Factory with a Strategy
Another benefit of localizing your object creation code is to have the flexibility of plugging in various creation strategies transparently without impacting your clients. In a real life Java application, we were having some performance problems, which could be traced down to creation of a large number of some specific objects in memory. While the objects were not too heavy, the sheer numbers were bringing down the performance curve. Luckily we had the creation logic behind a factory abstraction in Java.
public class BorderObjectFactory {
//..
public BorderObject createBorderObject(int type,
double thickness, Color color, BorderCategory category) {
//..
}
//..
}
And all clients were using the factory for creating BorderObject instances. After a careful review of the creation pattern for BorderObjects, we concluded that we need to implement instance sharing through the Flyweight pattern. This will imply a change in the creation logic, which would have impacted all clients had they not been behind the factory firewall. Here goes the flyweight ..
public class BorderObjectFactory {
//.. needs to be a singleton
// pool of flyweights
private Map<String, BorderObject> pool =
new HashMap<String, BorderObject>();
// don't instantiate me directly
private BorderObjectFactory() {}
public BorderObject createBorderObject(int type,
double thickness, Color color, BorderCategory category) {
//..
// make the hash key
String key = new StringBuilder()
.append(type)
.append(thickness)
.append(color.toString())
.append(category.toString()).toString();
BorderObject bo = pool.get(key);
// if it finds from pool, return it
if (bo != null) {
return bo;
}
// first time entry so create
bo = new BorderObject(type, thickness, color, category);
// cache for later use
pool.put(key, bo);
return bo;
}
}
In Ruby, Factories are smell
Ruby has open classes - every class is an object, which can be changed during runtime. If you want to change the creation logic of an object, just open it up and plug in the new logic at runtime. Here is the similar looking Border class in Ruby ..
class Border
attr_reader :width, :height
def initialize(wid, ht)
@width, @height = wid, ht
end
# other logic
end
In case you want to change the creation logic through an implementation of the Flyweight based pooling, just define a separate Flyweight module :
module Flyweight
def Flyweight.included(klass)
klass.instance_eval %{
@_pool = {}
alias :orig_new :new
def new(*key)
p "invoking new on " + self.to_s + " args = " + key.to_s
(@_pool ||= {})[key] ||= orig_new(*key)
end
}
end
end
and mix it in the Border class ..
class Border
include Flyweight
# rest similar
#
end
and clients enjoy the benefit of sharing instances transparently without any change of code. And the best part is they continue to use the same Border.new(..) call to create new Border objects.
b1 = Border.new(2, 10)
b2 = Border.new(4, 20)
b3 = Border.new(4, 20) ## instance sharing with b2
b4 = Border.new(2, 10) ## instance sharing with b1
Depending on the language in which you are designing, the factory implementation may vary in shape and size. In Ruby you don't need to have separate factory abstractions, the factory design pattern is melded into the power of the language. But keeping the object creation logic localized always gives you the extra yard with respect to your design scalability.
2 comments:
Dear Debasish Da,
Please highlight the benefits of Singleton instead of static factory methods in BorderObjectFactory class. Is is only for removing hidden dependency?

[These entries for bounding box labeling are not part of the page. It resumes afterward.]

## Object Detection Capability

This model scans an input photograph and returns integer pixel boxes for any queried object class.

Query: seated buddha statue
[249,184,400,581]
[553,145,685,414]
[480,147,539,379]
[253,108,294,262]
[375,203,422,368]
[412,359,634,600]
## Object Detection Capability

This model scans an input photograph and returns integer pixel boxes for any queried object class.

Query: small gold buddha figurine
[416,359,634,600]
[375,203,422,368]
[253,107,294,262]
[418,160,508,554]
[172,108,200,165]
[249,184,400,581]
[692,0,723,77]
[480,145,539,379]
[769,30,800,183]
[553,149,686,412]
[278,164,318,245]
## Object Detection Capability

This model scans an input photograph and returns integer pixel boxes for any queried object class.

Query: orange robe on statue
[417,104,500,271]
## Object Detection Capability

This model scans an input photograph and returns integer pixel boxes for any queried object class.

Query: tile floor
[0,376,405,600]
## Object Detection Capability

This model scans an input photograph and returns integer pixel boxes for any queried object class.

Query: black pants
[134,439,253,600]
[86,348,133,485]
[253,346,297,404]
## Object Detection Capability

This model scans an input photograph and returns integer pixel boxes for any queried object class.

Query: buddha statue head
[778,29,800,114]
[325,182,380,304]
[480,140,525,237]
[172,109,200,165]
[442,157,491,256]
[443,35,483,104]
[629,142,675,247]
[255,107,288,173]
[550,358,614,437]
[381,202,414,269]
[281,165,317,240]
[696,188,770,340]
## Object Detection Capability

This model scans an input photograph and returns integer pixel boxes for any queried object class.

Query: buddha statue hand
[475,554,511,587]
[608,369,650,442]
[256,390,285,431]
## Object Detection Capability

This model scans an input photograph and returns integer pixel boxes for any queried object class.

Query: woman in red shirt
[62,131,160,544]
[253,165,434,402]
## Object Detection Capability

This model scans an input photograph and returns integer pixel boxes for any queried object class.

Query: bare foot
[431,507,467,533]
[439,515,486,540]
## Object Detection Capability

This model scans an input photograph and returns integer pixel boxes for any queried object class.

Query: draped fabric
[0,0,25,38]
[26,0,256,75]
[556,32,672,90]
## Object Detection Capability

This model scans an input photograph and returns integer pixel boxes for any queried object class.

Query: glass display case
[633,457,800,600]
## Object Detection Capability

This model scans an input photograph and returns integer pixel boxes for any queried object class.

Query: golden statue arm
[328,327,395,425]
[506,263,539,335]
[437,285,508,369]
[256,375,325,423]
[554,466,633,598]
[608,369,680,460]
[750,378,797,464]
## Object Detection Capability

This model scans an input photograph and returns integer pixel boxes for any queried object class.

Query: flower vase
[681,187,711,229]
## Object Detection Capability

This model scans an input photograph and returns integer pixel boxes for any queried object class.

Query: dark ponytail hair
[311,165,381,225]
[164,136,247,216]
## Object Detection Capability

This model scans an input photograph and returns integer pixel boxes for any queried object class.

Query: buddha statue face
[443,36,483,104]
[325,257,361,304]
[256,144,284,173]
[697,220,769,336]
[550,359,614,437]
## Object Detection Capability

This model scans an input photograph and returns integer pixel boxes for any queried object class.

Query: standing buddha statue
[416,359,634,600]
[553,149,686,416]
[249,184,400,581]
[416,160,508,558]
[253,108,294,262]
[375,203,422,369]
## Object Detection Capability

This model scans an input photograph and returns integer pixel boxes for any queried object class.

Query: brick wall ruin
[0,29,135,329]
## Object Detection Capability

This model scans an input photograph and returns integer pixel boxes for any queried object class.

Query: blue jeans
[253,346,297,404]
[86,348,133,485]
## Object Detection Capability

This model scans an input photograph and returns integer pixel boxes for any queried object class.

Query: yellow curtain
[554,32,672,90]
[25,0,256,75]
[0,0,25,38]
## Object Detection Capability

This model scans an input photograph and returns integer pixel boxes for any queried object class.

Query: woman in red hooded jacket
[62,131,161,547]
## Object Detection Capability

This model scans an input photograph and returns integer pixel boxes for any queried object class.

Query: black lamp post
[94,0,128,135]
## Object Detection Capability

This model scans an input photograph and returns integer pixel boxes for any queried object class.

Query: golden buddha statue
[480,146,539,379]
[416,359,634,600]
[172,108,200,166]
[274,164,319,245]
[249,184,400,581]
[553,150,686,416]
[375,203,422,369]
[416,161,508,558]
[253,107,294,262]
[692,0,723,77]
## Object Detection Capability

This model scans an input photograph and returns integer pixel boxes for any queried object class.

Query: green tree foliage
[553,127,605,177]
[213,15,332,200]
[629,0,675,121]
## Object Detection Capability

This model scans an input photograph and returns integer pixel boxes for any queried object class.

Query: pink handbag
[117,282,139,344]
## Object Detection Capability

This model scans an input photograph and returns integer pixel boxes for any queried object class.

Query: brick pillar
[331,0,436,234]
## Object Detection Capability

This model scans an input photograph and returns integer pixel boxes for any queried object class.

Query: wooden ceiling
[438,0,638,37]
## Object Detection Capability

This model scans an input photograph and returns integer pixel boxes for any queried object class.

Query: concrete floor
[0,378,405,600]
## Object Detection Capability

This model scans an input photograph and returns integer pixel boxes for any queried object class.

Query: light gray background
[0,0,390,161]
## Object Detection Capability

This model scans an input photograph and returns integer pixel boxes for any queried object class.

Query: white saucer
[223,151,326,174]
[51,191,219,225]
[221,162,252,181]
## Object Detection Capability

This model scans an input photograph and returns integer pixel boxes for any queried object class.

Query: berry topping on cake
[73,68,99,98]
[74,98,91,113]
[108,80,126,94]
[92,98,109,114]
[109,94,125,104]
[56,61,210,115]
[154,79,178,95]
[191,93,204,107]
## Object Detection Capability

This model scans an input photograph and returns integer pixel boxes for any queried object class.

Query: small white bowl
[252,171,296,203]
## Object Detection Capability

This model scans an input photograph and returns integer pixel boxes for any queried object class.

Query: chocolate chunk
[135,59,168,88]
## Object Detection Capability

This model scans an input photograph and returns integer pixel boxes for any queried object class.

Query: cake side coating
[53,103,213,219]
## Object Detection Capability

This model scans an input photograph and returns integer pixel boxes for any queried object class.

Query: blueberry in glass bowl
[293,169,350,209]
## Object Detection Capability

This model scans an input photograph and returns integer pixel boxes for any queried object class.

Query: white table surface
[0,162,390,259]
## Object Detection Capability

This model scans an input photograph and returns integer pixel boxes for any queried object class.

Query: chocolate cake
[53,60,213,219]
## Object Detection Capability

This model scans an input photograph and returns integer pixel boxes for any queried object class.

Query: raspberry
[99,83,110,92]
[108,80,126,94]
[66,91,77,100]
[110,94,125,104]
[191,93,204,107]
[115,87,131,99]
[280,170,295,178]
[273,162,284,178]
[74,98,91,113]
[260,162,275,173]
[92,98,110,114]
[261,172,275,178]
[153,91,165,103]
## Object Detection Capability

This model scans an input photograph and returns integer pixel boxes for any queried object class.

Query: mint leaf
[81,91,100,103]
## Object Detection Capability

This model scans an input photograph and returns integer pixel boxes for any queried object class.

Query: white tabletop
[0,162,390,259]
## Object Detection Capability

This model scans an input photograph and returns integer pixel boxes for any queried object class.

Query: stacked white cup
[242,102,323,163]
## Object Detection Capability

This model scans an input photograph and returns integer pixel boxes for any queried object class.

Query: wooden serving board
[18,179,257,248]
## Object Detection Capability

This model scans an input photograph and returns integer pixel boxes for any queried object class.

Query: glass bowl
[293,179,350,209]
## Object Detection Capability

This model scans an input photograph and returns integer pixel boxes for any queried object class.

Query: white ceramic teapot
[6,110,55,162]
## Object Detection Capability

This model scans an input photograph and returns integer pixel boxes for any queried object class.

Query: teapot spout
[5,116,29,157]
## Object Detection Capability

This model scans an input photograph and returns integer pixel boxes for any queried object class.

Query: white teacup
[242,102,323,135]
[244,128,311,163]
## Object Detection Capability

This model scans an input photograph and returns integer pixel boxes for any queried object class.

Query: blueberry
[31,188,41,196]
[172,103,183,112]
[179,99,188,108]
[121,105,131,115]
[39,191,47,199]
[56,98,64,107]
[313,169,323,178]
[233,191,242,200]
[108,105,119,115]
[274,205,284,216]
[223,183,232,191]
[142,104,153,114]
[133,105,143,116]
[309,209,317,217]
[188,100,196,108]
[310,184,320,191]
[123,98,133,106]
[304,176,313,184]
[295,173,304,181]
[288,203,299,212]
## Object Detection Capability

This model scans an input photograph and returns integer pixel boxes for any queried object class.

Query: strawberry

One more thing, Java 7 may have some syntax for object creation like Ruby:
BorderObject bo = BorderObject.new();
BorderObject bo = BorderObject.new(1, 2);
etc.
Is is related to this scenario.
Static methods are always a smell as far as unit testing is concerned. It is very difficult to unit test code which has calls to static methods. And singletons are very easy to test - you can always mock them using DI containers like Spring or Guice transparently. But a detailed discussion needs a separate blog post :-). However, the point of the current post is to localize the creation logic - whether u implement the factory as a singleton or static methods is the next step.